# Week 12 Extracting Data from Websites

When performing data science tasks, it's common to want to use data found on the internet. You'll usually be able to access the data in csv format, or via an Application Programming Interface (API). However, there are times when the data you want can only be accessed as part of a web page.
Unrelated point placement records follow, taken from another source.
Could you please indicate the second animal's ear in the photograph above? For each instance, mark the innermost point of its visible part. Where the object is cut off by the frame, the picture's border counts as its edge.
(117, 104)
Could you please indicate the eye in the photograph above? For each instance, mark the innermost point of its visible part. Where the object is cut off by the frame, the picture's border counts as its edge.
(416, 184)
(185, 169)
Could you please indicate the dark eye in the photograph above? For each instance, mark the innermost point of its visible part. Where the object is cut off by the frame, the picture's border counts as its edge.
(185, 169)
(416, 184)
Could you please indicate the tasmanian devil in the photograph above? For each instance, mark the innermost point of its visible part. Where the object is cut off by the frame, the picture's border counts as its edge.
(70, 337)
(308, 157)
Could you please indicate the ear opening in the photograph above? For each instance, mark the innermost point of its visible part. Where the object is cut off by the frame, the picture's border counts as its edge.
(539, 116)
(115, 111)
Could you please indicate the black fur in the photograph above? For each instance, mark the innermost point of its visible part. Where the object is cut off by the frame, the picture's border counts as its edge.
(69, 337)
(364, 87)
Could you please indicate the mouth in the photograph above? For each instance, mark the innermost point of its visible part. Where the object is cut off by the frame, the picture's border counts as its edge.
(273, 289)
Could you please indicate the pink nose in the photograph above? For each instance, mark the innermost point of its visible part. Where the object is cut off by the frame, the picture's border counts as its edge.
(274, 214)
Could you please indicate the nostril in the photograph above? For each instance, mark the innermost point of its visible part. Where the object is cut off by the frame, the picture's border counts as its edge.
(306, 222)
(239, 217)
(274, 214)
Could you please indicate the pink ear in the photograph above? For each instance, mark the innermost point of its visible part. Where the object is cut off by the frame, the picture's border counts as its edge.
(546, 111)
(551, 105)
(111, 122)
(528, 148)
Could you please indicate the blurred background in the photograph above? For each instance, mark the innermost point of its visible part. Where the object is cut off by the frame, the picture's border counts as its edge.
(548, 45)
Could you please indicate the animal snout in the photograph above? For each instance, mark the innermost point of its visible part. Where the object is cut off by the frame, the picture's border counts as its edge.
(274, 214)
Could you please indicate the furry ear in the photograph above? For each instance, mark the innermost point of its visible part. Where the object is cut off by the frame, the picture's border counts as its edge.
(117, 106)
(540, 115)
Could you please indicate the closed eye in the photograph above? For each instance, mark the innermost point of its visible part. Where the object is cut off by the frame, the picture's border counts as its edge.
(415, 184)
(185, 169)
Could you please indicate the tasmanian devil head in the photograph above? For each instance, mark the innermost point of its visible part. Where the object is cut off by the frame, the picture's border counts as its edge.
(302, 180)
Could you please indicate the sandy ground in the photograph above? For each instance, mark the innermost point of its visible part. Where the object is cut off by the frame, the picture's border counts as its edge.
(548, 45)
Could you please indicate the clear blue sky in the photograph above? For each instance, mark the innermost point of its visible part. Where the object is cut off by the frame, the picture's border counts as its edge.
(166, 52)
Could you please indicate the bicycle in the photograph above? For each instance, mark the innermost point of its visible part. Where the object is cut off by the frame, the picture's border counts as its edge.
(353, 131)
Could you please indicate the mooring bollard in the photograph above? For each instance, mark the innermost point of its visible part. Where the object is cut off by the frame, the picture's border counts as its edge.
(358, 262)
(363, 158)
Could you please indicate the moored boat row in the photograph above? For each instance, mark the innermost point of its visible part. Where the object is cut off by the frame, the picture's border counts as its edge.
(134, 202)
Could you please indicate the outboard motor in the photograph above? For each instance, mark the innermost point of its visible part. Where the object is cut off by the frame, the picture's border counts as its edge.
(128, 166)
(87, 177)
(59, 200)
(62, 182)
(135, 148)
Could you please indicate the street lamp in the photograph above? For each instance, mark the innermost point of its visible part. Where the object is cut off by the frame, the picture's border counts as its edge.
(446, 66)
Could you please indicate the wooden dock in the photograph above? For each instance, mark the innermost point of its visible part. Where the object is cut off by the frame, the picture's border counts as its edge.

In cases like this, you'll want to use a technique called **web scraping** to get the data from the web page into a format you can work with in your analysis.

In [1]:
# Download a webpage
import requests
page = requests.get("http://dataquestio.github.io/web-scraping-pages/simple.html")
page #2** status code usually means successful download

<Response [200]>

In [2]:
# Show what is downloaded
print(page.content)

b'<!DOCTYPE html>\n<html>\n    <head>\n        <title>A simple example page</title>\n    </head>\n    <body>\n        <p>Here is some simple content for this page.</p>\n    </body>\n</html>'


We will use **beautifulsoup** library to extract useful information from the html script.

In [6]:
! pip install --user --upgrade pip
!pip install BeautifulSoup4



In [10]:
from bs4 import BeautifulSoup
import bs4
bs4.__version__

'4.9.1'

In [11]:
soup = BeautifulSoup(page.content, 'html.parser')
# soup
print(soup.prettify())

<!DOCTYPE html>
<html>
 <head>
  <title>
   A simple example page
  </title>
 </head>
 <body>
  <p>
   Here is some simple content for this page.
  </p>
 </body>
</html>


In [12]:
# using the children attribute to select all top-level tags
list(soup.children)

['html',
 '\n',
 <html>
 <head>
 <title>A simple example page</title>
 </head>
 <body>
 <p>Here is some simple content for this page.</p>
 </body>
 </html>]

In [17]:
# There are only 3 top-level tags
len(list(soup.children))

top_level_tags = list(soup.children)
print(top_level_tags[2])

<html>
<head>
<title>A simple example page</title>
</head>
<body>
<p>Here is some simple content for this page.</p>
</body>
</html>


In [18]:
# type of each children
print([type(item) for item in list(soup.children)])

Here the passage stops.